SVGs are ideal for embedding in web pages as they are resolution-independent. However, Pygal doesn’t handle large datasets very well, and offers limited interactivity.
4. Geoplotlib

Geoplotlib is a Python library designed specifically for geospatial data visualization.
Use geoplotlib when:
- You need static geospatial visualizations.
- You’re working with large geospatial datasets and need fast rendering.
- You’re focused exclusively on geospatial data and don’t need other types of visualizations.
- You prefer a lightweight, standalone library.
Dependant libraries
In most cases, visualisation libraries don’t work on their own. There are a lot of libraries that can be used with visualisation libraries, but there’s two which are indispensable:
1. Pandas
This is the go-to library for data manipulation, analysis and exploration. In addition to these, Pandas also offers built-in functions for descriptive statistics, time series analysis and group-by operations.
2. Numpy
NumPy (short for Numerical Python) is a fundamental Python library for numerical computing. It provides powerful tools for working with large, multi-dimensional arrays and matrices, along with a collection of mathematical functions to operate on these arrays efficiently. While Pandas offers some built-in functions, Numpy specializes in it.

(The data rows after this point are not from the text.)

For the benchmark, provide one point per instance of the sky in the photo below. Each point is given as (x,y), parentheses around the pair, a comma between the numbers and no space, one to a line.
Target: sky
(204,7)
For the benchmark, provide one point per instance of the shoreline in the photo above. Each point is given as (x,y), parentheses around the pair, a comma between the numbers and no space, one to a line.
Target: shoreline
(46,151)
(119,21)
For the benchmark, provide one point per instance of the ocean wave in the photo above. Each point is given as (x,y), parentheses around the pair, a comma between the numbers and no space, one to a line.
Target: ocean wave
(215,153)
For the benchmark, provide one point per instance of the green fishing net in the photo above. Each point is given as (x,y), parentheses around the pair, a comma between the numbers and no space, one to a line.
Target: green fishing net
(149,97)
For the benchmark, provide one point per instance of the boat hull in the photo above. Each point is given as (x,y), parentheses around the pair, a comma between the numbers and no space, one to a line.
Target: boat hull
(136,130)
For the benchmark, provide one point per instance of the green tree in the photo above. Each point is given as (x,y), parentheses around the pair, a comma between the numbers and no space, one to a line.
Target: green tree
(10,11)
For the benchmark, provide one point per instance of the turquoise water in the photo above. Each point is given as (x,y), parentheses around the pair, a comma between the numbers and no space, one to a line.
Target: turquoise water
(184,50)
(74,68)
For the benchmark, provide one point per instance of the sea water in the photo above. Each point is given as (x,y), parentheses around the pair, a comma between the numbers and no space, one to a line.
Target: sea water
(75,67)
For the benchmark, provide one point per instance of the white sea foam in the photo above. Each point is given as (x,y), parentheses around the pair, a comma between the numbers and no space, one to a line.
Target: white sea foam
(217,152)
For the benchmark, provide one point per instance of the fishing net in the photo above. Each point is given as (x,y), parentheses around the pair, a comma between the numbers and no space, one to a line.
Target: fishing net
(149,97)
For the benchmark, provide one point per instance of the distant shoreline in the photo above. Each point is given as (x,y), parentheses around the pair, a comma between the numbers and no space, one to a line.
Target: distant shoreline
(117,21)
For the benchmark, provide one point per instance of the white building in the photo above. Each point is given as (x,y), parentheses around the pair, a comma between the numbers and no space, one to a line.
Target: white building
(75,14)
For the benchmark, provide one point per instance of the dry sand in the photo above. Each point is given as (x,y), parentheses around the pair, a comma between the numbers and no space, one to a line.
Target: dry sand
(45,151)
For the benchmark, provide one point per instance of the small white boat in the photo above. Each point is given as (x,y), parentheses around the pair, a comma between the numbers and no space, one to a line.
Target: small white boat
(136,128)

In addition to Pandas and Numpy, for very large datasets, Vaex and PySpark are significantly more suitable.
Conclusion
Now that you’ve learned about the many libraries you can use in Python, you can create visualisations far beyond the scope of Tableau and PowerBI. Here’s a quick recap of how to use each library:
Use Matplotlib to create highly customised static graphs which are ideal for print and academic purposes.

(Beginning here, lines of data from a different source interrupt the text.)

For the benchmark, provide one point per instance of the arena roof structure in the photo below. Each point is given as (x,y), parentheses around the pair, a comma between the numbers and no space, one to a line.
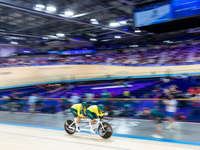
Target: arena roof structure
(79,20)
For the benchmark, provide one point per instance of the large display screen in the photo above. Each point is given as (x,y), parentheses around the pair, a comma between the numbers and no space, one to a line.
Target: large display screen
(153,14)
(73,52)
(184,8)
(160,12)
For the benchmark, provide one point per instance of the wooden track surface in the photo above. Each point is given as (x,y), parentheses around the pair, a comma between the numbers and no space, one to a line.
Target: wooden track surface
(27,138)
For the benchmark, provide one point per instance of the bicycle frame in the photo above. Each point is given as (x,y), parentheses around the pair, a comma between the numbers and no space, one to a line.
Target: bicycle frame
(98,121)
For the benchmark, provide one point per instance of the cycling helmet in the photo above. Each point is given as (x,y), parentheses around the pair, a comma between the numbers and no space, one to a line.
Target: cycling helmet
(84,104)
(101,108)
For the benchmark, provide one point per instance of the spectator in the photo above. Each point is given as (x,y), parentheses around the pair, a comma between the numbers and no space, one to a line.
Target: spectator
(105,94)
(170,109)
(32,102)
(192,91)
(75,98)
(89,96)
(12,100)
(126,93)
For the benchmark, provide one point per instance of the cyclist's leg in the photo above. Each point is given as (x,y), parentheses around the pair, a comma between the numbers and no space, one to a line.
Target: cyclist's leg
(158,126)
(90,115)
(74,112)
(95,116)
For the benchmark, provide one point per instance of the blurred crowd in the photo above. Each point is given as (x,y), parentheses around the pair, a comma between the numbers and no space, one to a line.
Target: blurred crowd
(154,55)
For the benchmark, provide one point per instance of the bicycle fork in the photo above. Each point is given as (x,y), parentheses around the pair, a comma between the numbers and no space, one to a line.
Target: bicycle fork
(72,124)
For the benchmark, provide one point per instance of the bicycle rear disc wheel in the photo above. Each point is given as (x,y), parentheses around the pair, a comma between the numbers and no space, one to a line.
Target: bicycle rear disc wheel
(108,130)
(66,127)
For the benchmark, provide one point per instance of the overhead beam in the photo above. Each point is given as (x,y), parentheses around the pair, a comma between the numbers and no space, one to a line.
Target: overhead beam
(23,29)
(63,18)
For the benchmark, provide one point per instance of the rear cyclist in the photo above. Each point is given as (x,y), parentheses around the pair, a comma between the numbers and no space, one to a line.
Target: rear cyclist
(76,110)
(94,112)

Use Seaborn when you prefer simplicity over customisation and would rather leave the finer details to the (very capable) library.
Use Plotly to create high-quality, interactive and web-ready visualisations with geographic and 3D visualisation capabilities.
Use Bokeh when you want to create interactive visualisations with very large data sets, and advanced customisation.
Use Altair if your goal is simply exploring data.
Use Pygal to create resolution-independent SVGs which are ideal for embedding in web pages for small to medium datasets, but don’t expect much interactivity.
Use Geoplotlib for large datasets to generate static geospatial visualisations.
Now that you know what’s possible, the only limit is your imagination. Happy plotting!